I feel your pain. We haven't seen a flood of REOs in Miami, because all the properties seem to be in limbo. I have customers (with no attorney assistance, without speaking with their lender) who have been sitting in their home w/out paying their mortgage for over a year (and know of cases where it's been non-payment for two years). The banks have not foreclosed. They haven't done anything but call and ask for a payment.
Then, when I bring offers for short sale, they reject them as 'TOO LOW' ?!?!?! WHAT???? In a depreciating market?? Without even ordering an actual appraisal? Depending on some crappy BPO which doesn't take into account the VIEW? This creates a difference in value of $50K-$100K in my market!!

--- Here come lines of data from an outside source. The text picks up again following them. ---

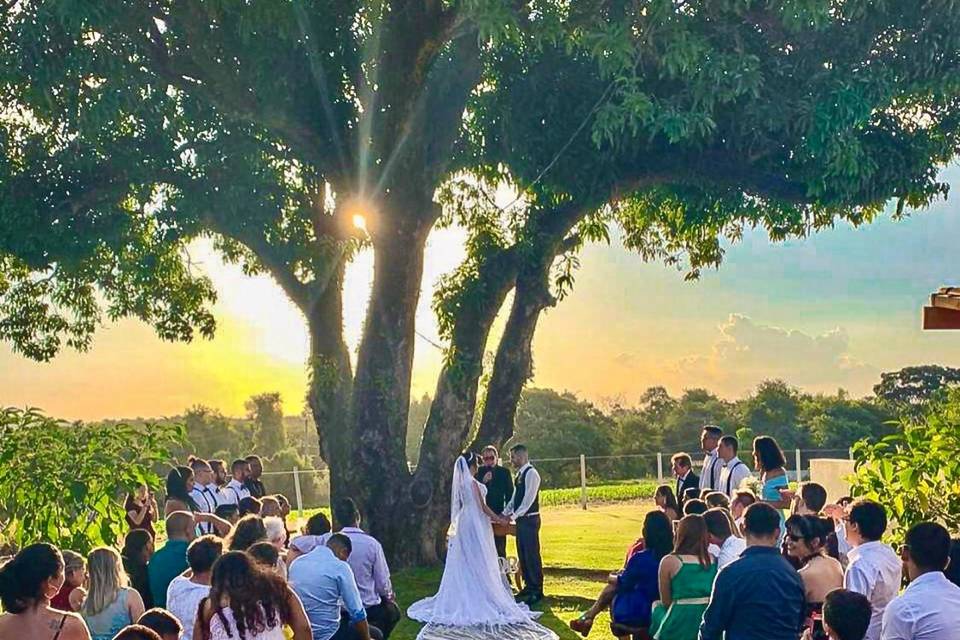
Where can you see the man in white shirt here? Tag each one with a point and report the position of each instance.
(734, 470)
(875, 569)
(712, 465)
(728, 546)
(929, 609)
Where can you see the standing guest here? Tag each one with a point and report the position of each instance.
(163, 623)
(136, 554)
(630, 593)
(236, 490)
(758, 596)
(687, 480)
(111, 604)
(734, 470)
(929, 609)
(667, 502)
(524, 508)
(684, 577)
(324, 582)
(729, 547)
(185, 593)
(499, 489)
(712, 465)
(875, 570)
(170, 560)
(249, 603)
(179, 485)
(71, 594)
(253, 483)
(27, 583)
(141, 509)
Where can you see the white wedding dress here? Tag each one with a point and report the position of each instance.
(474, 602)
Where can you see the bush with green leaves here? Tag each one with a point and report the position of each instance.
(916, 473)
(65, 483)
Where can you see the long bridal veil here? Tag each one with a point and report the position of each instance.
(473, 602)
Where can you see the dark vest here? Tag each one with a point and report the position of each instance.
(520, 490)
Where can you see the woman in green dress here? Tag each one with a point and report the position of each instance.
(686, 579)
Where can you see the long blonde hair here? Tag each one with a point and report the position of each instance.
(107, 578)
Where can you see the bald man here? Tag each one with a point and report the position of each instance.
(170, 560)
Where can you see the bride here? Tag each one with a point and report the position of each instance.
(474, 601)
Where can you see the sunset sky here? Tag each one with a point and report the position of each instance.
(823, 313)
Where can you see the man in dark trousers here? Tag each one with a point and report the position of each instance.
(524, 508)
(499, 489)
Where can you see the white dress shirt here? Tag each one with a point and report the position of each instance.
(710, 475)
(929, 609)
(875, 571)
(731, 475)
(531, 483)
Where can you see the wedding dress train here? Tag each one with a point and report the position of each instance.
(473, 602)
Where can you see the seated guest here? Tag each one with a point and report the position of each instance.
(685, 577)
(324, 582)
(71, 594)
(163, 623)
(929, 609)
(875, 570)
(185, 593)
(110, 604)
(27, 583)
(170, 560)
(255, 603)
(136, 553)
(806, 541)
(758, 596)
(630, 594)
(729, 547)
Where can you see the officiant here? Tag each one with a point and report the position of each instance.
(499, 489)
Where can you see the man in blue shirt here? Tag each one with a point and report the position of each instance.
(758, 596)
(324, 580)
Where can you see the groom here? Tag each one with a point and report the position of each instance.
(524, 507)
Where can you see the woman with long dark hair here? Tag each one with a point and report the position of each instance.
(27, 583)
(249, 603)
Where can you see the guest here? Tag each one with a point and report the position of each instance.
(729, 547)
(734, 470)
(255, 603)
(667, 502)
(141, 509)
(682, 467)
(170, 560)
(712, 465)
(111, 604)
(185, 593)
(499, 485)
(685, 578)
(236, 490)
(248, 530)
(71, 594)
(27, 583)
(136, 553)
(630, 594)
(163, 623)
(759, 596)
(875, 569)
(806, 542)
(324, 581)
(929, 609)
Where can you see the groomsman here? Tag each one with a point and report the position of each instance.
(524, 507)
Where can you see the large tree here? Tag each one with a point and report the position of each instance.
(133, 127)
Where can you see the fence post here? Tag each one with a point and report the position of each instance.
(583, 481)
(296, 487)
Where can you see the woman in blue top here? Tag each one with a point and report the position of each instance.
(631, 593)
(769, 461)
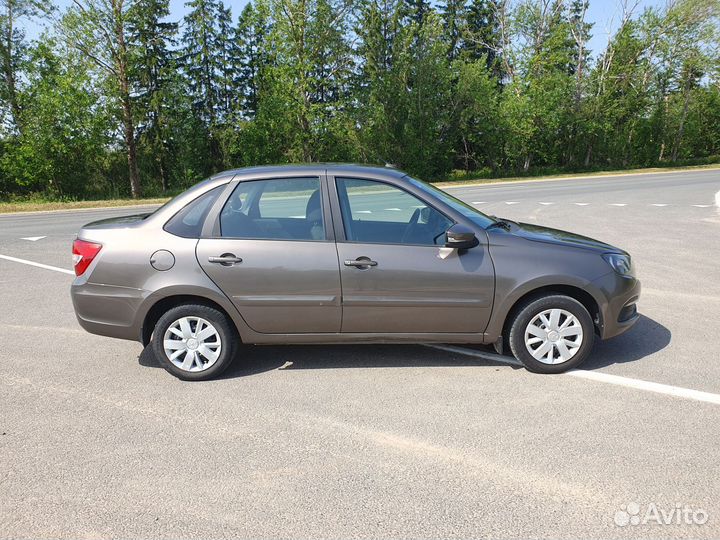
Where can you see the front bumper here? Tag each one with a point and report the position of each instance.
(619, 311)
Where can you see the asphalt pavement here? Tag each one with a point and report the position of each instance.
(377, 441)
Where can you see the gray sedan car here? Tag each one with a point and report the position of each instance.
(343, 254)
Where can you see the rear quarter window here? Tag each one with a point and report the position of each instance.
(189, 221)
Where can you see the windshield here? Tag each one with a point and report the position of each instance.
(470, 212)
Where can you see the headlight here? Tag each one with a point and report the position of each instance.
(622, 264)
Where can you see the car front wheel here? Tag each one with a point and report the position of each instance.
(194, 342)
(552, 334)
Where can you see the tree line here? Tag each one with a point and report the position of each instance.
(116, 99)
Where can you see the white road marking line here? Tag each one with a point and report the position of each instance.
(39, 265)
(638, 384)
(676, 391)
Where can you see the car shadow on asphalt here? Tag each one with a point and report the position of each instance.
(252, 360)
(644, 339)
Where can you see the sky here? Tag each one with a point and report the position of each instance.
(604, 14)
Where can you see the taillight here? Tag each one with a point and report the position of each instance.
(83, 254)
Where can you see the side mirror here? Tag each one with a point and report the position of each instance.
(460, 237)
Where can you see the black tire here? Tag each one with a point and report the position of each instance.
(226, 333)
(534, 308)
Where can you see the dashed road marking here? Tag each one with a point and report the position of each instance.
(39, 265)
(628, 382)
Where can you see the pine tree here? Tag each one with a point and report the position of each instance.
(250, 57)
(152, 67)
(454, 19)
(481, 38)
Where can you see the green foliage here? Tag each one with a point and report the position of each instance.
(117, 89)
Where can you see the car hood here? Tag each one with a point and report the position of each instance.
(537, 233)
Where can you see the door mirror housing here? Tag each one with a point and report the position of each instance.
(460, 237)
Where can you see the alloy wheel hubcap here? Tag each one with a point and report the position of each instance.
(192, 344)
(553, 336)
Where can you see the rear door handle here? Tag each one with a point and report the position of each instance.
(226, 259)
(362, 262)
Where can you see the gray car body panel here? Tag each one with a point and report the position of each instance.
(300, 291)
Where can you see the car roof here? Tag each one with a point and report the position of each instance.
(311, 168)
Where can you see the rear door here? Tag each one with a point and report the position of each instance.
(274, 256)
(397, 276)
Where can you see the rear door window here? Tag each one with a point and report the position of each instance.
(275, 209)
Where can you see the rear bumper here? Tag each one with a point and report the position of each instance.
(108, 310)
(619, 311)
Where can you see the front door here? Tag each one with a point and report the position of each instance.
(397, 276)
(274, 259)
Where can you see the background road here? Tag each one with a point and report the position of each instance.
(373, 441)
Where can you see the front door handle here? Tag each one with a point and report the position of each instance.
(226, 259)
(361, 262)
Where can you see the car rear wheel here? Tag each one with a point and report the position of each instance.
(194, 342)
(552, 334)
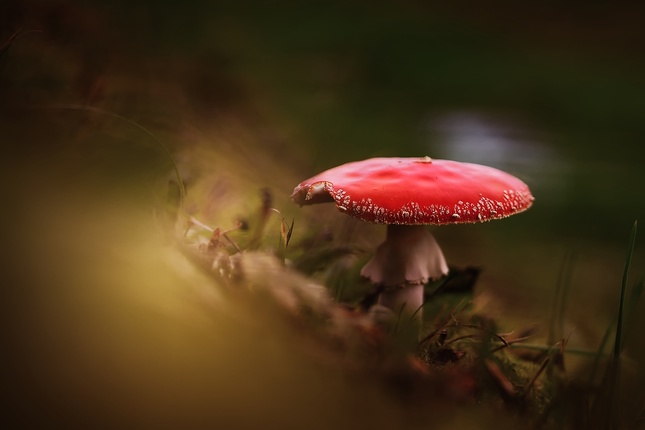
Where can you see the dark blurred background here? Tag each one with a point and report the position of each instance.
(552, 92)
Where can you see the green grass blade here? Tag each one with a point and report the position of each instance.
(623, 288)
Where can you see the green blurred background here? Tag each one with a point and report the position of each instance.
(553, 92)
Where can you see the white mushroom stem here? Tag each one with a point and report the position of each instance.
(408, 258)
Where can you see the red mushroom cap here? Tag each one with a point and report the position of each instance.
(417, 191)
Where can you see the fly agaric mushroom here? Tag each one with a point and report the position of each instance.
(407, 194)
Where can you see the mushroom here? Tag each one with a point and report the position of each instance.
(407, 194)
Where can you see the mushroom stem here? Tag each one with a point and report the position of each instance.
(408, 258)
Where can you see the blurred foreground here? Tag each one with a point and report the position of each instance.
(110, 323)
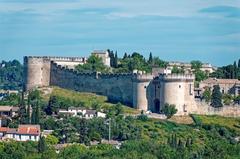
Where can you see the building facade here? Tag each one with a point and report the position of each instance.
(22, 133)
(227, 86)
(140, 91)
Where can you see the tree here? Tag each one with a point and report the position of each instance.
(83, 132)
(200, 75)
(28, 111)
(216, 97)
(150, 59)
(159, 63)
(35, 114)
(177, 70)
(125, 55)
(235, 69)
(42, 145)
(115, 60)
(111, 55)
(207, 95)
(51, 140)
(94, 64)
(196, 65)
(22, 111)
(119, 108)
(227, 99)
(169, 110)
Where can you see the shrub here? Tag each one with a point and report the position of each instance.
(169, 110)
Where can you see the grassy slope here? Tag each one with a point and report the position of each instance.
(87, 98)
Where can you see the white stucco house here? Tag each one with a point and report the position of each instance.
(22, 133)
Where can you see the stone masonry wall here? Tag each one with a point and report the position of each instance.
(117, 87)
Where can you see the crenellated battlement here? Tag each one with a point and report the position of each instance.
(176, 77)
(59, 58)
(94, 74)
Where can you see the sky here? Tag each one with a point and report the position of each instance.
(206, 30)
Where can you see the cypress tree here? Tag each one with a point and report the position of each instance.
(42, 146)
(22, 111)
(83, 132)
(125, 55)
(28, 118)
(37, 114)
(33, 121)
(111, 55)
(235, 69)
(216, 97)
(150, 58)
(115, 60)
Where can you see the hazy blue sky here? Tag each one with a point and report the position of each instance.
(183, 30)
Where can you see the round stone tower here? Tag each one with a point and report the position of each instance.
(36, 72)
(178, 90)
(140, 91)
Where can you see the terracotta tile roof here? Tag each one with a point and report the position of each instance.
(5, 108)
(11, 131)
(8, 108)
(221, 81)
(4, 129)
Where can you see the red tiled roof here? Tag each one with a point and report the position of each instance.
(11, 131)
(4, 129)
(29, 129)
(221, 81)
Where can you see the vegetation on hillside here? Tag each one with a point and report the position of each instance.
(11, 74)
(231, 71)
(209, 137)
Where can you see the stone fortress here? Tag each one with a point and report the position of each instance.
(140, 91)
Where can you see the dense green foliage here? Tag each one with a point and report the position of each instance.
(216, 100)
(229, 72)
(11, 99)
(177, 70)
(127, 64)
(207, 95)
(199, 74)
(209, 137)
(11, 74)
(94, 64)
(169, 110)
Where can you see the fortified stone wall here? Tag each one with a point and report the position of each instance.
(37, 69)
(117, 87)
(179, 90)
(227, 111)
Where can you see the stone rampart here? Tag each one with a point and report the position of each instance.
(227, 111)
(117, 87)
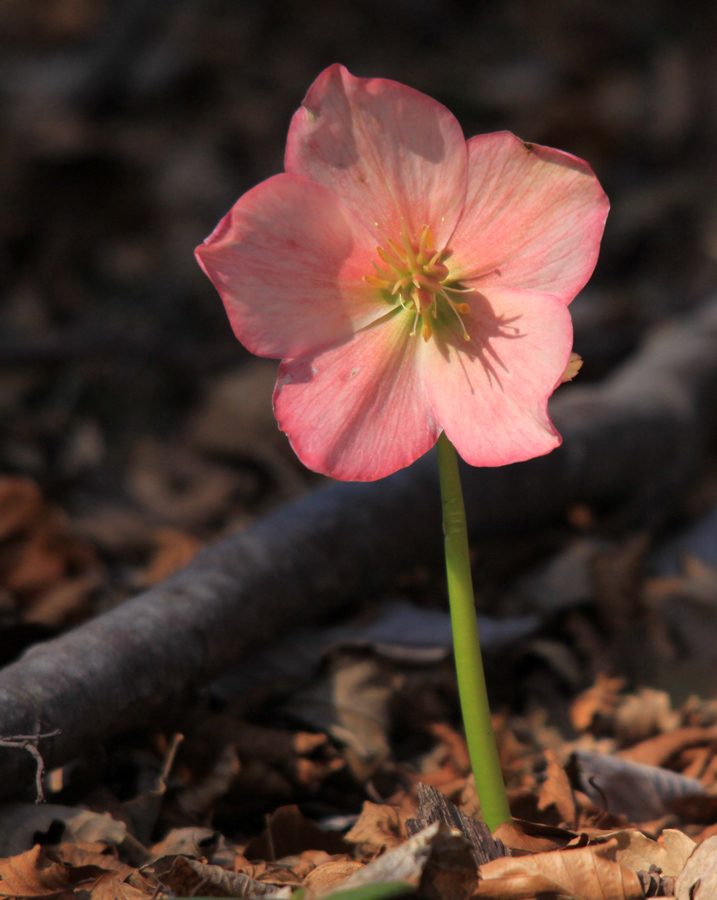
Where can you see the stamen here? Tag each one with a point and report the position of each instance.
(415, 272)
(377, 282)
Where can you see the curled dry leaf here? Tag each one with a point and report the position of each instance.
(32, 874)
(21, 822)
(620, 786)
(638, 852)
(656, 751)
(698, 879)
(190, 877)
(437, 858)
(596, 706)
(330, 874)
(585, 873)
(556, 790)
(522, 837)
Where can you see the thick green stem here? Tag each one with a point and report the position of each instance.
(466, 646)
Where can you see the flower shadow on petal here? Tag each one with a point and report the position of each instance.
(487, 331)
(333, 138)
(378, 410)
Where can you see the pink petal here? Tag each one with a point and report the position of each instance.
(288, 261)
(358, 412)
(390, 152)
(533, 218)
(490, 394)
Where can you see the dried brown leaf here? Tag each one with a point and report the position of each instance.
(328, 874)
(379, 825)
(530, 837)
(585, 873)
(32, 874)
(556, 790)
(698, 879)
(437, 858)
(656, 751)
(638, 852)
(20, 503)
(111, 886)
(290, 832)
(20, 822)
(597, 705)
(190, 877)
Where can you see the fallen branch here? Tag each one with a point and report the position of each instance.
(631, 443)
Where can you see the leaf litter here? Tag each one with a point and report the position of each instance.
(301, 769)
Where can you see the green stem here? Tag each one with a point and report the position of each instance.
(466, 646)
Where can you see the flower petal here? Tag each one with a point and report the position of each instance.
(358, 412)
(390, 152)
(533, 217)
(288, 261)
(490, 393)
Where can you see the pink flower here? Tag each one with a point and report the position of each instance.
(411, 281)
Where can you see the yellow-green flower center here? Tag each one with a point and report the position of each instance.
(415, 273)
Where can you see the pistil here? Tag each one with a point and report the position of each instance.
(415, 273)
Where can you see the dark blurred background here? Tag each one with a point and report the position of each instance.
(128, 128)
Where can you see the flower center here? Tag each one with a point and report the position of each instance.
(415, 273)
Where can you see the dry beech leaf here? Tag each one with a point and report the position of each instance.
(437, 858)
(20, 503)
(656, 751)
(597, 705)
(623, 787)
(189, 877)
(529, 837)
(379, 825)
(288, 833)
(36, 874)
(556, 790)
(638, 852)
(20, 822)
(698, 879)
(584, 873)
(31, 874)
(110, 886)
(331, 873)
(174, 549)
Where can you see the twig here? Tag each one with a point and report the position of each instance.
(631, 444)
(29, 742)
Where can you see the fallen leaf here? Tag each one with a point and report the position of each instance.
(329, 873)
(437, 858)
(698, 879)
(657, 751)
(31, 874)
(638, 852)
(379, 825)
(641, 715)
(584, 873)
(174, 549)
(111, 886)
(189, 877)
(530, 837)
(20, 822)
(20, 503)
(595, 708)
(556, 790)
(623, 787)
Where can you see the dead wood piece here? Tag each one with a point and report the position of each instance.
(630, 443)
(436, 807)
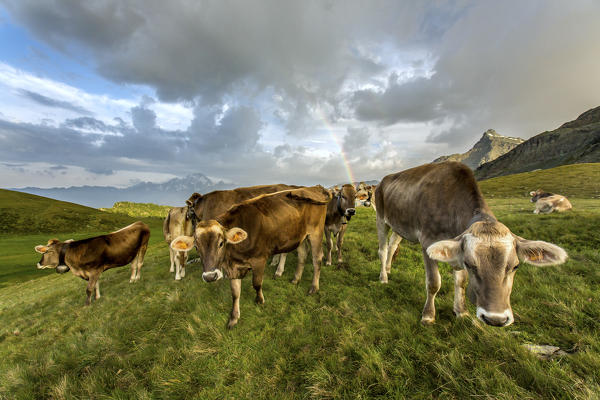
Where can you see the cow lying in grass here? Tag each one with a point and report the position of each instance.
(88, 258)
(441, 207)
(546, 202)
(241, 239)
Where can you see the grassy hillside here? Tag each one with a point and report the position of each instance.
(28, 220)
(356, 338)
(28, 213)
(577, 180)
(138, 209)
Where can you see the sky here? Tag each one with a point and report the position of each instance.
(114, 93)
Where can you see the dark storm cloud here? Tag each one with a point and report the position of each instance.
(49, 102)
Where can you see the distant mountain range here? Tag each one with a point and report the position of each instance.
(491, 146)
(173, 192)
(574, 142)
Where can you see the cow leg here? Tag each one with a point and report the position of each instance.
(301, 259)
(172, 257)
(382, 231)
(91, 287)
(393, 243)
(460, 282)
(236, 290)
(433, 283)
(329, 245)
(281, 266)
(258, 272)
(98, 289)
(139, 262)
(340, 241)
(316, 248)
(178, 266)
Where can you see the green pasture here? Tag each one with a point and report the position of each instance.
(356, 338)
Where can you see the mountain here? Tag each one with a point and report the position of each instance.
(574, 142)
(173, 192)
(491, 146)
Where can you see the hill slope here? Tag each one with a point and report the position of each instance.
(491, 146)
(574, 142)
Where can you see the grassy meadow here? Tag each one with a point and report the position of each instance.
(356, 338)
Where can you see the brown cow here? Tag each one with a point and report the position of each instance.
(441, 206)
(249, 232)
(179, 221)
(216, 203)
(339, 211)
(88, 258)
(546, 202)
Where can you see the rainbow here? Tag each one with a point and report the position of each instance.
(345, 161)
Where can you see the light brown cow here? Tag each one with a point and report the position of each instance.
(179, 221)
(88, 258)
(546, 202)
(244, 237)
(217, 202)
(441, 207)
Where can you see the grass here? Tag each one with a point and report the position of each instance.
(138, 209)
(356, 338)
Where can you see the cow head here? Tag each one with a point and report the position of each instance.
(345, 199)
(364, 195)
(51, 255)
(490, 253)
(211, 240)
(192, 206)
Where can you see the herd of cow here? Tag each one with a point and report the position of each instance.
(236, 231)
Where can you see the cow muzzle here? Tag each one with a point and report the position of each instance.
(495, 319)
(212, 276)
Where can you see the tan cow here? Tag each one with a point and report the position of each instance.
(88, 258)
(244, 237)
(546, 202)
(441, 207)
(217, 202)
(179, 221)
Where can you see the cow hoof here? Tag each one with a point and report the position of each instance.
(231, 323)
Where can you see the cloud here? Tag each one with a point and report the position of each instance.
(49, 102)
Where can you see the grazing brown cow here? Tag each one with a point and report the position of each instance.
(88, 258)
(441, 207)
(216, 203)
(179, 221)
(249, 232)
(546, 202)
(339, 211)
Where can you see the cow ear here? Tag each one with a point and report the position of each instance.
(445, 251)
(539, 253)
(236, 235)
(182, 243)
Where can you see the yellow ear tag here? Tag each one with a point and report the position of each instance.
(181, 245)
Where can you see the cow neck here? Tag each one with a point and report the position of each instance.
(62, 254)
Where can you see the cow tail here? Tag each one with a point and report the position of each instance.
(166, 227)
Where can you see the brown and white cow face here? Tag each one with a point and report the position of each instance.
(490, 253)
(51, 256)
(345, 199)
(211, 240)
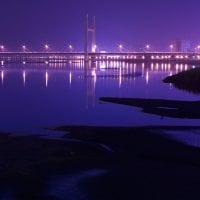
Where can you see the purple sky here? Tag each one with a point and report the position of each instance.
(131, 22)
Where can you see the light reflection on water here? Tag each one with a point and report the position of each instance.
(35, 96)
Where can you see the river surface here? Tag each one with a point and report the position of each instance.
(36, 96)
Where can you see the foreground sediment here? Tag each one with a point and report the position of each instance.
(143, 164)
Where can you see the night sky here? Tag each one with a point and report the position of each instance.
(133, 23)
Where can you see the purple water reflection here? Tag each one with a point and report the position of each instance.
(34, 96)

So, no, we haven't seen a tone of REOs in Miami, but so far it seems that it's due to a LACK OF FORECLOSURE in the first place. If the bank hasn't foreclosed, they don't seem to have much of a problem. I wish they would start working with the property owners.
My question is 'what is happening with the MAKE HOMES AFFORDABLE government program?' They even had a segment on NPR the other day about how nobody can get anything done with this program. Where is the oversight and enforcement? HELLO? That's one way to stave off foreclosures and stabilize the market.
Here in Phoenix the Banks are holding back on REO`s( why?...It`s their market, Money & Job), After all, these Ivy League misfits have been playing Monopoly since they were five years old.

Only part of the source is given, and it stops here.